I once ate at a Georgetown bar/restaurant called Au Pied du Cochin but didn't look for pig's feet or souse. My dad would ooh and aah and smack his lips when he took the souse from the fridge and ate it on saltines. He'd ask my sister and me if we wanted it and we would shriek in terror and flee. It looked like a congealed porkfat salad festooned with fingernails and gristle.

Re: Uncle Bud

Posted: Sun Jan 22, 2017 2:53 pm
by AlabamAlum
There is a famous eatery in NOLA called Cochon Butcher. Some friends and I dining there once and the chef sent some an amuse-bouche of "fromage de tete" over. It was gobbled up. When the wife of a friend found out it was headcheese and what headcheese was...she turned pale and became sick.

Good times.

Re: Uncle Bud

Posted: Sun Jan 22, 2017 5:34 pm
by hedge
"Hell, we had fried chicken for lunch every Sunday (unless that Sunday was after a holiday, in which case we had hash, ugh) we ate lunch with my Grandmother. Every year, I would be at a bunch of summer events that would invariably involve eating watermelon."

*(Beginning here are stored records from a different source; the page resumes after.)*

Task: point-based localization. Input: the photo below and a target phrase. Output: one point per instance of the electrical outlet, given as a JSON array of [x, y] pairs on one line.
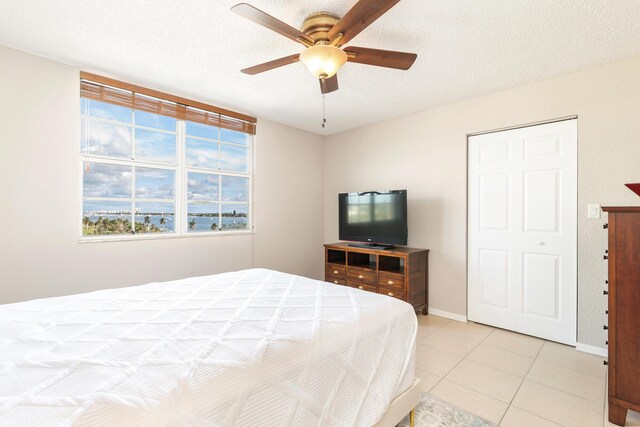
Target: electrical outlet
[[593, 211]]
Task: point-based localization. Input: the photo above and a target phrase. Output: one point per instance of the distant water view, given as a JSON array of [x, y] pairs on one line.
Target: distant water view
[[202, 223]]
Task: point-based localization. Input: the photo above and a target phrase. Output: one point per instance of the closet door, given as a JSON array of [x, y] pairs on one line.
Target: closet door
[[522, 225]]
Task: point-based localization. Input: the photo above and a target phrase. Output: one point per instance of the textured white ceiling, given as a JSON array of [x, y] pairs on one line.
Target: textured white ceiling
[[196, 48]]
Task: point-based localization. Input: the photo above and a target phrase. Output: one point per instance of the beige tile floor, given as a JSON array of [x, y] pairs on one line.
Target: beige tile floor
[[509, 378]]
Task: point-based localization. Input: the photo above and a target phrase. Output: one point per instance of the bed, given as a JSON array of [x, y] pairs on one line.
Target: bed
[[253, 347]]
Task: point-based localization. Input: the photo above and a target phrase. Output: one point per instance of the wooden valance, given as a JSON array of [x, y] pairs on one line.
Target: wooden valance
[[127, 95]]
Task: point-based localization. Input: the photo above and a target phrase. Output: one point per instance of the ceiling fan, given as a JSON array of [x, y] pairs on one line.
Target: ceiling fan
[[323, 34]]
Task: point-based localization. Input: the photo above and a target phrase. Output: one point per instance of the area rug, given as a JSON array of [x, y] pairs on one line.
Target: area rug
[[433, 412]]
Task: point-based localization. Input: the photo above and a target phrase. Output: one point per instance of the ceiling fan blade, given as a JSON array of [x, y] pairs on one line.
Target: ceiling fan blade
[[380, 58], [259, 17], [266, 66], [329, 85], [360, 17]]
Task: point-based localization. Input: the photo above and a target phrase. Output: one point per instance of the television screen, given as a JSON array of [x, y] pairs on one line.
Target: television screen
[[374, 217]]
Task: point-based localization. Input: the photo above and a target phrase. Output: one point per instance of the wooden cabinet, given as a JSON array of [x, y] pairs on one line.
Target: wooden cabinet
[[398, 272], [624, 311]]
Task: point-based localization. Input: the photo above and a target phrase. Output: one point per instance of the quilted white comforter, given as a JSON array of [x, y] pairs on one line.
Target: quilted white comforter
[[249, 348]]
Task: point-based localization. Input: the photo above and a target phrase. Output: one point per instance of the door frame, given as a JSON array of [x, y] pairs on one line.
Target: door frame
[[506, 128]]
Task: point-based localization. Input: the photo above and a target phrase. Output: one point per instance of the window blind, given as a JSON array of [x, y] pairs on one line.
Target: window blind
[[138, 98]]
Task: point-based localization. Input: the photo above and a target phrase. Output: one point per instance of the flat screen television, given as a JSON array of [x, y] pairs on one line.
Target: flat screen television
[[378, 218]]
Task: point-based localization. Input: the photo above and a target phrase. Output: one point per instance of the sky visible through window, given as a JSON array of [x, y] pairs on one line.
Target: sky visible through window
[[130, 167]]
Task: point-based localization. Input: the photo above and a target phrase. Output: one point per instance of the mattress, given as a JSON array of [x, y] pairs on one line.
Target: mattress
[[255, 347]]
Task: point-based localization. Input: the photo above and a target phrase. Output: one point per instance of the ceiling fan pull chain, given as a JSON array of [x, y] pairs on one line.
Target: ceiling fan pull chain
[[324, 114]]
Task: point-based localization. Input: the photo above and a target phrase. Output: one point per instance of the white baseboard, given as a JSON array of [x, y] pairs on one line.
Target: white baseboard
[[598, 351], [447, 315]]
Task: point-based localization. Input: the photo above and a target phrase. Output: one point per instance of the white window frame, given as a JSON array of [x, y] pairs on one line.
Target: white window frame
[[181, 168]]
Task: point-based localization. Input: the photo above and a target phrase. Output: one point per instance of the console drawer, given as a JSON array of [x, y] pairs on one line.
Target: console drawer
[[362, 275], [392, 293], [337, 271], [363, 286], [335, 280], [391, 281]]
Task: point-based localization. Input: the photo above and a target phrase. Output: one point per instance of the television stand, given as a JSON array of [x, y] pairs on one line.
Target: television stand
[[371, 246], [398, 272]]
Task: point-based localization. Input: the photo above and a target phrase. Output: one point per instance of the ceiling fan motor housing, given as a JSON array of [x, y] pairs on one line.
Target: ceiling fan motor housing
[[317, 26]]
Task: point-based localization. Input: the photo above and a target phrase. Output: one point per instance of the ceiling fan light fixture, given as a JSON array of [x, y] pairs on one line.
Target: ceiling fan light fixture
[[323, 60]]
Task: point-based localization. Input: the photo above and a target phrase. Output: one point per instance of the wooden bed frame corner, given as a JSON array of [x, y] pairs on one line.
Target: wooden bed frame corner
[[402, 405]]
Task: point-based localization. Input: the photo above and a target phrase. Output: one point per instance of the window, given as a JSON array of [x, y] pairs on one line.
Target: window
[[155, 166]]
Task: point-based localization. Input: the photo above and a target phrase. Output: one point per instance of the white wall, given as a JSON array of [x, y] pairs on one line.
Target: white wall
[[427, 154], [40, 254]]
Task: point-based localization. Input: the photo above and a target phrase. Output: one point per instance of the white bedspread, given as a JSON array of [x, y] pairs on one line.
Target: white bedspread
[[249, 348]]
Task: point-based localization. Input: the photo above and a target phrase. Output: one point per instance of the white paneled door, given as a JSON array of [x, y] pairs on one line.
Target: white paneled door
[[522, 272]]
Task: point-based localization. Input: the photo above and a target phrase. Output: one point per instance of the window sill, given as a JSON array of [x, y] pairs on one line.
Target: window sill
[[131, 237]]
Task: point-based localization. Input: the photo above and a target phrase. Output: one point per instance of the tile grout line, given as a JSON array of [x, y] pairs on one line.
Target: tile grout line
[[454, 366], [522, 382], [564, 391]]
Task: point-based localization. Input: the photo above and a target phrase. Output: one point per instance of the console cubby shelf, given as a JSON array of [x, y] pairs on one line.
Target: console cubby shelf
[[399, 272]]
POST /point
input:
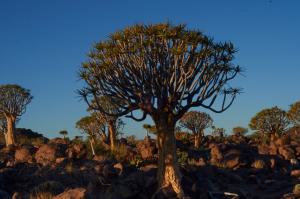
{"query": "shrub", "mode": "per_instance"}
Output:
(46, 190)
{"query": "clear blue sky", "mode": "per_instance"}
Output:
(43, 43)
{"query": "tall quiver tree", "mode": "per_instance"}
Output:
(294, 113)
(196, 122)
(13, 102)
(162, 70)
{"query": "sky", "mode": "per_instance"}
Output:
(43, 43)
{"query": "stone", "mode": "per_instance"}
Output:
(77, 193)
(23, 155)
(48, 154)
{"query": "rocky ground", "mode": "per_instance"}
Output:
(236, 167)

That's true enough. Still, it's probably a good thing you and most other ostensibly white southerners don't adhere too strickly to the one drop rule...

Re: Uncle Bud

Posted: Sun Jan 22, 2017 5:39 pm
by AlabamAlum
No doubt.

Re: Uncle Bud

Posted: Sun Jan 22, 2017 5:49 pm
by Bklyn
Did they eat chitterlings/chitlins in Appalachia?

I thought only the Chinese fucked with all that mess?